Shoving Frostbite down their throat when it was missing features to make an Uncharted 1, never mind Uncharted 4, and it was the same thing that caused the Mass Effect Andromeda debacle.

Promising re-inforcement and then pulling that under Visceral's rug leaving them short staffed.

Have EA Vancouver take over the project instead of helping creating more friction.

I ain't going to re-quote the Fifa Ultimate team thing because holy shit does that make my blood boil.

And they didn't want it to resemble Uncharted too much... It's fucking star wars you could re-skin an Assassin's Creed with Star Wars and not enough people would give a fuck.
 

CRIMSON-XIII

Neo Member
I don't understand what kinds of technical difficulties they had.

I doubt it is hard to make an Assassins Creed type game, with its own action combat, but in star wars towns with star wars characters and NPCs. im not saying fetch quests and constant towers / points of interest, (i mean the game could have that), but I think the basic action rpg formula can be done.

Maybe they went too too linear here and failed.
 
The writing was on the wall when they pulled EA Motive off the project. When you're expecting a team of 160 and end up with 70 and the bosses won't allow new hires? Its a wrap.

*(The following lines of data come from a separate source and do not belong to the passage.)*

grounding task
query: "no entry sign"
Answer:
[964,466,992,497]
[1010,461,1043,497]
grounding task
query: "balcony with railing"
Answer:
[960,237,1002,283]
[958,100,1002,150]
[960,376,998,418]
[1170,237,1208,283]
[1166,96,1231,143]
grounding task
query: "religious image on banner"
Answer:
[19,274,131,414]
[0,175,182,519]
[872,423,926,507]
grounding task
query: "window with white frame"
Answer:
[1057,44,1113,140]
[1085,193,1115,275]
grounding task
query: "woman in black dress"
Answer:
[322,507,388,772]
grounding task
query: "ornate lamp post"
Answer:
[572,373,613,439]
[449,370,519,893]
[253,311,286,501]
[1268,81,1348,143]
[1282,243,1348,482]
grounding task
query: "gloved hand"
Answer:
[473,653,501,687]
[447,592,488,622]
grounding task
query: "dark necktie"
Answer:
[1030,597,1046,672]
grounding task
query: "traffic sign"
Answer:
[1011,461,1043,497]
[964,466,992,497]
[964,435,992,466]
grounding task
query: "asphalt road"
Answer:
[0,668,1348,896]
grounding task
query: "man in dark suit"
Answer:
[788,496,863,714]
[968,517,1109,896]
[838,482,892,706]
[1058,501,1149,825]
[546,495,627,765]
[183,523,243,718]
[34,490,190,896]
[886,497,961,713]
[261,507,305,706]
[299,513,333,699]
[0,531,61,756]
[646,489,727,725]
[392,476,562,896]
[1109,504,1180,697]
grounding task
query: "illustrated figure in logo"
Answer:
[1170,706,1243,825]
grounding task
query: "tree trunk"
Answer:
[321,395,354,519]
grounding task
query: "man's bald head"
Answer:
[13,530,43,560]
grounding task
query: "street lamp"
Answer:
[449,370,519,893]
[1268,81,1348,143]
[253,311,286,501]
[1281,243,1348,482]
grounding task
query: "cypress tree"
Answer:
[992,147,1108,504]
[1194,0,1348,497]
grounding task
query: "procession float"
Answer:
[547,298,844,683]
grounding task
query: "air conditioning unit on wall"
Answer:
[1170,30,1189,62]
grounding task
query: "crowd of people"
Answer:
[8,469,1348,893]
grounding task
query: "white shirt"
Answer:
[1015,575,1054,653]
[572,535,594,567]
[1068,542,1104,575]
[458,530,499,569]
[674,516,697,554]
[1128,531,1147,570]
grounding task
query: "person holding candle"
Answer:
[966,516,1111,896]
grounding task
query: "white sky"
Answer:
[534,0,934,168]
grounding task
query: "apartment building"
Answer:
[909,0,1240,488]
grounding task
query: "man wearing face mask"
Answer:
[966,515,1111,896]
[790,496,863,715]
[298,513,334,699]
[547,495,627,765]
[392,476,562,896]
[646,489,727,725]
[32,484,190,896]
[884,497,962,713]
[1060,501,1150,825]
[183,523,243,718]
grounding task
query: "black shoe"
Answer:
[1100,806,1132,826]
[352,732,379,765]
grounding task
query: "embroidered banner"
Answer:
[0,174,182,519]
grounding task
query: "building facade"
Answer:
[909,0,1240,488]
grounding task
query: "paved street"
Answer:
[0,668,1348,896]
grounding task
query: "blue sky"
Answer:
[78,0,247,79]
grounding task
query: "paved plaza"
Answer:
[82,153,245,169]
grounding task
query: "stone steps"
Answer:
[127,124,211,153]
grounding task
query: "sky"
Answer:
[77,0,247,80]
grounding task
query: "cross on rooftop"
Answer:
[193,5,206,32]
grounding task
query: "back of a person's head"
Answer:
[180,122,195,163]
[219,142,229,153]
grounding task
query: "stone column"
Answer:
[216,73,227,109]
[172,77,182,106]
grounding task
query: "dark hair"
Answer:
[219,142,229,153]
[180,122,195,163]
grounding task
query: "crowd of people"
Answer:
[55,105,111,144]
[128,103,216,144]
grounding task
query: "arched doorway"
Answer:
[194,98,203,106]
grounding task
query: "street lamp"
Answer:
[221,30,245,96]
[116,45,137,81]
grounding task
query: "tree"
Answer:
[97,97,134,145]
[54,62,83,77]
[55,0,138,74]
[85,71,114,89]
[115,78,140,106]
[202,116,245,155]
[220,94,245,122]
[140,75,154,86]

That's nice set of idiotic judgements. But you're right, the writing was on the wall before the game was even announced, because MT's, GaaS, etc. They don't want a nice selling game with a bunch of awards and acclaim, they want that investor cheer. Totally understandable, I guess.


Moral of the story: don't sell your company to EA, they will kill you eventually.

Pretty sure Visceral was an internal studio, built from within. Still... it's no less a sad affair.